The chickpea topping is also excellent on top of red sauced pasta or tossed into any pasta dish, so the resolution to choose better everyday meals like soup can be all the more savory. Here’s to a tasty and healthy 2013!

White Bean Farro Soup with Chickpea Parmigianino

Serves 6

  • 1 cup uncooked farro
  • 2 tablespoons olive oil
  • 4 cloves garlic, peeled and minced
  • 1 large yellow onion, peeled and finely diced
  • 2 stalks celery, finely diced
  • 1 large carrot, peeled and finely diced
  • One 14-ounce can fire-roasted diced tomatoes
  • 2 teaspoons dried thyme
  • 1 teaspoon crumbled dried rosemary
  • 1/2 teaspoon salt
  • 8 cups vegetable broth
  • Two 14-ounce cans cannellini beans or any white bean
  • Additional olive oil for drizzling (optional)
  • 1 cup baby spinach leaves or finely chopped escarole (optional)
  • 1 cup chopped flat leaf parsley
  • Few twists of freshly cracked pepper and salt to taste
  • 1 recipe Chickpea Parmigianino Topping

1. Pour the farro into a metal mesh sieve and rinse. In a 4-quart soup pot, preheat the olive oil over medium heat, stir in the garlic, and fry for 30 seconds. Add the onion, celery, and carrot and fry for 5 minutes or until onion is tender and translucent. Stir in the tomatoes, thyme, rosemary, salt and fry for 1 minute. Stir in the vegetable broth, beans, and farro. Increase the heat to high and bring to a boil for 1 minute, then reduce heat to medium-low and partially cover. Simmer the soup for 30 to 40 minutes or until the farro grains are plump and tender. Occasionally uncover and stir the soup.

2. When the farro is tender, if using spinach or escarole stir into the soup and simmer another 5 minutes. Turn off the heat, stir in the parsley and season with pepper and salt to taste. Partially cover the soup and let stand 5 minutes before serving.

3. Ladle soup into large deep serving bowls. Sprinkle top with 2 to 3 tablespoons of Chickpea Parmigianino.
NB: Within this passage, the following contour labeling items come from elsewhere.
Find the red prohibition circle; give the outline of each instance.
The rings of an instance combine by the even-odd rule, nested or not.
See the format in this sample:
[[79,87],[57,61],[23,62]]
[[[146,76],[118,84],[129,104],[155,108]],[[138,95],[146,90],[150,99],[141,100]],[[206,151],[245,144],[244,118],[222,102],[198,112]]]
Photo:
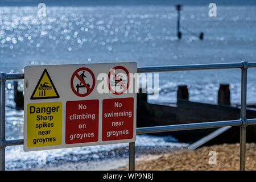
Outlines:
[[[92,76],[92,80],[93,80],[93,83],[92,83],[92,88],[90,88],[87,84],[86,84],[86,82],[85,81],[84,81],[82,80],[81,80],[81,78],[80,78],[80,77],[79,76],[79,75],[77,73],[81,71],[85,71],[88,72],[89,72],[90,75]],[[85,93],[79,93],[77,90],[76,90],[76,89],[75,89],[74,85],[73,85],[73,81],[74,81],[74,78],[75,77],[76,77],[79,81],[80,81],[82,84],[83,84],[83,85],[88,89],[88,92]],[[93,74],[93,72],[89,68],[80,68],[79,69],[77,69],[77,70],[76,70],[74,72],[74,73],[73,73],[72,76],[71,76],[71,89],[73,91],[73,92],[77,95],[77,96],[79,97],[85,97],[87,96],[88,95],[89,95],[90,93],[92,93],[92,92],[93,90],[93,89],[94,88],[94,86],[95,86],[95,77],[94,77],[94,75]]]
[[[121,69],[123,70],[123,71],[125,72],[125,73],[126,73],[126,75],[127,75],[127,77],[128,77],[128,78],[127,78],[127,79],[128,79],[128,82],[127,82],[127,86],[126,86],[125,88],[124,88],[123,86],[123,86],[123,90],[122,90],[122,91],[121,91],[121,92],[116,92],[116,91],[115,91],[115,90],[113,90],[112,89],[111,86],[110,86],[110,82],[109,82],[109,81],[110,81],[109,80],[110,80],[110,78],[111,73],[113,72],[113,70],[114,70],[114,69]],[[115,73],[113,73],[113,73],[115,74]],[[115,75],[113,75],[113,76],[114,76],[115,78],[116,78],[116,75],[115,75]],[[120,80],[118,80],[118,81],[119,81],[118,82],[122,82],[122,81],[120,81]],[[128,70],[127,70],[126,68],[125,68],[125,67],[122,67],[122,66],[117,66],[117,67],[115,67],[113,68],[110,70],[110,71],[109,72],[109,75],[108,75],[108,85],[109,86],[109,90],[110,90],[110,92],[112,92],[113,93],[114,93],[114,94],[116,94],[116,95],[120,95],[120,94],[123,94],[123,93],[125,91],[126,91],[127,89],[128,89],[128,88],[129,88],[129,84],[130,84],[130,75],[129,75],[129,72],[128,72]],[[123,85],[123,84],[122,84],[122,85]]]

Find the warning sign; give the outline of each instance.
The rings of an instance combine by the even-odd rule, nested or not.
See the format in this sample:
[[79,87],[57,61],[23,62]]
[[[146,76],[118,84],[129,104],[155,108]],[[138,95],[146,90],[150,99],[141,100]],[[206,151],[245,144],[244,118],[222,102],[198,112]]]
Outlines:
[[66,103],[66,143],[98,141],[98,100]]
[[59,97],[60,96],[56,90],[49,73],[47,72],[47,70],[45,69],[30,99],[46,99]]
[[117,66],[112,69],[108,79],[109,90],[115,94],[123,94],[129,86],[129,72],[124,67]]
[[24,150],[134,142],[137,72],[132,62],[26,67]]
[[93,90],[95,85],[95,77],[90,69],[80,68],[71,77],[71,89],[79,97],[85,97]]
[[103,141],[133,138],[133,98],[103,100]]
[[27,120],[27,147],[61,143],[61,102],[28,104]]

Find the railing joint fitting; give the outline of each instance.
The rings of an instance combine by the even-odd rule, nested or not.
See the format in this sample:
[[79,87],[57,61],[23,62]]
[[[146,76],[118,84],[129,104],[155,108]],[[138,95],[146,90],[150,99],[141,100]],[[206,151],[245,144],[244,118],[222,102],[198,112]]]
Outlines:
[[240,119],[242,121],[241,126],[246,126],[248,125],[248,121],[246,118],[241,118]]
[[0,148],[5,148],[7,146],[7,141],[5,139],[0,139]]
[[243,67],[242,69],[247,69],[249,67],[249,64],[247,61],[242,61],[242,63],[243,64]]
[[7,80],[6,73],[0,72],[0,82],[5,82],[6,80]]

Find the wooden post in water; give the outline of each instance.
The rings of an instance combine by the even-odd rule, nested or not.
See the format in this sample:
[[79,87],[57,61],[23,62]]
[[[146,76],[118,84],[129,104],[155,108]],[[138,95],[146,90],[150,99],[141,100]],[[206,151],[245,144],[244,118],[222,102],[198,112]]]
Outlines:
[[220,84],[218,92],[218,104],[230,105],[229,84]]
[[180,10],[181,10],[181,5],[176,5],[176,9],[177,11],[177,36],[179,39],[181,38],[181,32],[180,30]]

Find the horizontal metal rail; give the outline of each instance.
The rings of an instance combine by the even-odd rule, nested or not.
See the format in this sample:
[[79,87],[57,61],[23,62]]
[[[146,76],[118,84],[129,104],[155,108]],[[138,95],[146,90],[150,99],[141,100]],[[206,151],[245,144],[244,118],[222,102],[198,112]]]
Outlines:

Chickpea Parmigianino Topping

Makes about 1 1/2 cups topping

  • 3 tablespoons olive oil
  • 1/2 cup chickpea flour
  • 1/4 cup lemon juice
  • 1/4 cup water
  • 1 teaspoon salt

1. Over medium heat in a small saucepan preheat the olive oil, then pour in the chickpea flour. Use a rubber spatula to mash the flour into the oil and stir constantly to toast the flour for about 2 minutes. The flour should turn a darker shade of yellow and look slightly damp.

2. In a measuring cup whisk together the lemon juice, water, and salt. Pour into the flour; it will sizzle and splatter a little. Stir constantly until a firm ball of dough forms and pulls away from the sides of the pan, about 3 minutes. Remove from heat and spread the dough onto a dinner plate. Use the spatula or your fingers (once the dough cools slightly) to press and smear the dough into a thin layer over the surface of the plate. Transfer the plate to the refrigerator and chill for 15 minutes.
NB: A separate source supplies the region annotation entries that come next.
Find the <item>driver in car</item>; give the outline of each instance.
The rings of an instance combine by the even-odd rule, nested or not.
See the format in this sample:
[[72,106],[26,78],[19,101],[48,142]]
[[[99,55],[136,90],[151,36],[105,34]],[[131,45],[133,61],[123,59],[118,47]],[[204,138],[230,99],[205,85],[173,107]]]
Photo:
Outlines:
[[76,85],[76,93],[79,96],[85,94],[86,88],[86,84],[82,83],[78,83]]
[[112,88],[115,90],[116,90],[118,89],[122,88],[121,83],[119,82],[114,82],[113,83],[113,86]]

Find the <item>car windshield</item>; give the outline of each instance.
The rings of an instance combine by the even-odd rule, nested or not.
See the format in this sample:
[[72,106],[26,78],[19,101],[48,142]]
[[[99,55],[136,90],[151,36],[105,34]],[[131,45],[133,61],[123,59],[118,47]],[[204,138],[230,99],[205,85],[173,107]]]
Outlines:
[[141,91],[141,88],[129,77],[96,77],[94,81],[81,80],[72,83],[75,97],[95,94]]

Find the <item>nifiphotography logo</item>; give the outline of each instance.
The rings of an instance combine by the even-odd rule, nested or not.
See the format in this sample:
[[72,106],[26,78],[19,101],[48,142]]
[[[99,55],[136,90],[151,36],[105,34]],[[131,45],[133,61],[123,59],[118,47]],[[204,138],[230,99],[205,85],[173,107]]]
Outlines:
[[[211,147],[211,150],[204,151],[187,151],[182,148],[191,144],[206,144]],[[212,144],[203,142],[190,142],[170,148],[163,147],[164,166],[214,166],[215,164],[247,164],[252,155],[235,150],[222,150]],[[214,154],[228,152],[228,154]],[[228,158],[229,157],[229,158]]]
3. Once the dough feels completely cool, remove from the refrigerator and drag a large fork through the dough. Continue to press the fork through it while also stirring and fluffing up the crumbs. The more you work the dough with the fork, the finer the crumbs will be. Continue for 3 to 5 minutes until it’s very fine and crumbly. Use the crumbs now, or pour into a container and chill another 20 minutes for firmer texture.

4. For best results, sprinkle crumbs generously over hot soup or pasta just before serving. The crumbs will dissolve on hot, moist food. To keep crumbs fluffy, use a fork to fluff up before serving.